# ADFs Hanging Above Water Surface



## adlemsi (Jul 3, 2015)

I went in my bedroom & checked on my "aquatic roommates". Magma, my Betta was busy playing with the duckweed floating in his tank The Assassin Snails were bumming around. But two of my ADFs were literally hanging out above the water surface! :shock: The other one was hanging out in the space between the heater & the tank back, in the water. Why would the other two hang out above the water surface (not just a brief nose above water line breather)? Is it ok for them to do that? How long can they be out like that before I can get seriously concerned?


----------



## lilnaugrim (Mar 27, 2013)

My frogs would border hop in the 20. They'd literally climb the craft mesh and get over onto the other side so you're are probably just seeing the ledge and thinking they can go out and explore. I'd keep an eye on them just in case. Don't want them drying out! Have you tested your water lately? Done your regular water changes? Sometimes certain animals will try to escape an environment if it is not to their liking.


----------



## adlemsi (Jul 3, 2015)

The one on the right side came down on his own. I ended up tapping the other one gently to go down because it was freaking me out seeing him clinging to the edge without moving. He's swimming around like normal now. I haven't tested the water yet today. I have more time in the evenings for maintenance & testing. I'll get to it now.


----------



## adlemsi (Jul 3, 2015)

I tested the water: 7.6 pH, 0ppm Nitrate/Nitrite, Ammonia was slightly above 0ppm but not quite 0.25ppm.

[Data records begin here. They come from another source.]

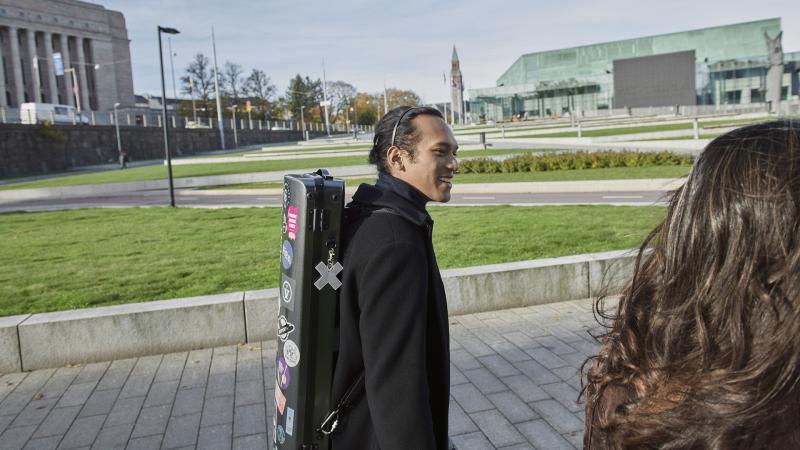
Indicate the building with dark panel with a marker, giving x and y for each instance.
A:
(66, 52)
(729, 63)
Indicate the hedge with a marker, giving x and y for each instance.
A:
(573, 161)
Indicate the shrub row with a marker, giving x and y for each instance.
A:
(573, 161)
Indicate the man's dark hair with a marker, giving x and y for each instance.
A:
(406, 136)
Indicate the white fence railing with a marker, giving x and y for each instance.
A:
(139, 119)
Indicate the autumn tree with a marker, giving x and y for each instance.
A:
(198, 83)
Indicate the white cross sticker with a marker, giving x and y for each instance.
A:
(328, 276)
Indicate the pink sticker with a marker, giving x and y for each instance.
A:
(291, 213)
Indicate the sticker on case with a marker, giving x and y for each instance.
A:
(287, 254)
(328, 275)
(280, 399)
(289, 421)
(283, 374)
(287, 292)
(292, 215)
(281, 435)
(284, 328)
(291, 353)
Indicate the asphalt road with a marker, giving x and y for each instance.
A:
(186, 199)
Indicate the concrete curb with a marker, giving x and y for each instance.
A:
(545, 187)
(112, 189)
(30, 342)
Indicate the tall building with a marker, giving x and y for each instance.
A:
(724, 65)
(49, 45)
(456, 90)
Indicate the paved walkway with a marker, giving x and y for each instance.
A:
(514, 384)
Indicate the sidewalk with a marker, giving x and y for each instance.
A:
(514, 384)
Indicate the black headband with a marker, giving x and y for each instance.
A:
(394, 131)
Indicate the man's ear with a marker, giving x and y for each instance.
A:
(394, 159)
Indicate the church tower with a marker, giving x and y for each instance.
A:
(456, 90)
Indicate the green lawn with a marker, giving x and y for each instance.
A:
(82, 258)
(159, 172)
(614, 173)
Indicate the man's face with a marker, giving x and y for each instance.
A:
(431, 171)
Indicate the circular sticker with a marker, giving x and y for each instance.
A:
(281, 434)
(286, 291)
(291, 353)
(287, 254)
(283, 373)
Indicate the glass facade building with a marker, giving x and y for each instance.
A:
(730, 67)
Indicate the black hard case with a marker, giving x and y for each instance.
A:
(307, 314)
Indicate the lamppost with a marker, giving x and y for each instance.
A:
(116, 124)
(235, 138)
(164, 111)
(303, 122)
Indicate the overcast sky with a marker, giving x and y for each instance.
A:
(407, 44)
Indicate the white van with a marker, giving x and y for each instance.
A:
(33, 113)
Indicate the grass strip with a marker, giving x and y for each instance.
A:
(63, 260)
(613, 173)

I did a 50% water change just to be safe.


----------



## lilnaugrim (Mar 27, 2013)

Okay  Sounds fine.


----------



## adlemsi (Jul 3, 2015)

They really freaked me out! I kept tapping on the large critter keeper they're in, saying "Hey, you guys are aquatic!" "You can't be out of water for too long!" "Hey, you're not going to be suicidal on my watch!"


----------



## adlemsi (Jul 3, 2015)

OMG, now they're swimming all over the tank like they're in a crazy pool party! LOL! They look so cute!


----------



## InStitches (May 26, 2014)

hyper froggies


----------



## adlemsi (Jul 3, 2015)

Definitely! Specially the female! It looks like she's doing water aerobics while on hyper drugs, LOL!


----------



## DaytonBetta (Feb 4, 2014)

Wow, I've never seen them try to climb out, but I keep my water level high. I think it's good that you did a water change. 

They are so cute!


----------



## adlemsi (Jul 3, 2015)

That's the first time I've seen them do that. It was only the two males. The female tends to be the more adventurous one, swimming up & lounging on top of the Anubias leafs, climbing the near the top of the heater, & standing on top of the filter (it's below water level) for a breather. But I've never seen her cling to the top edge like the males did yesterday.


----------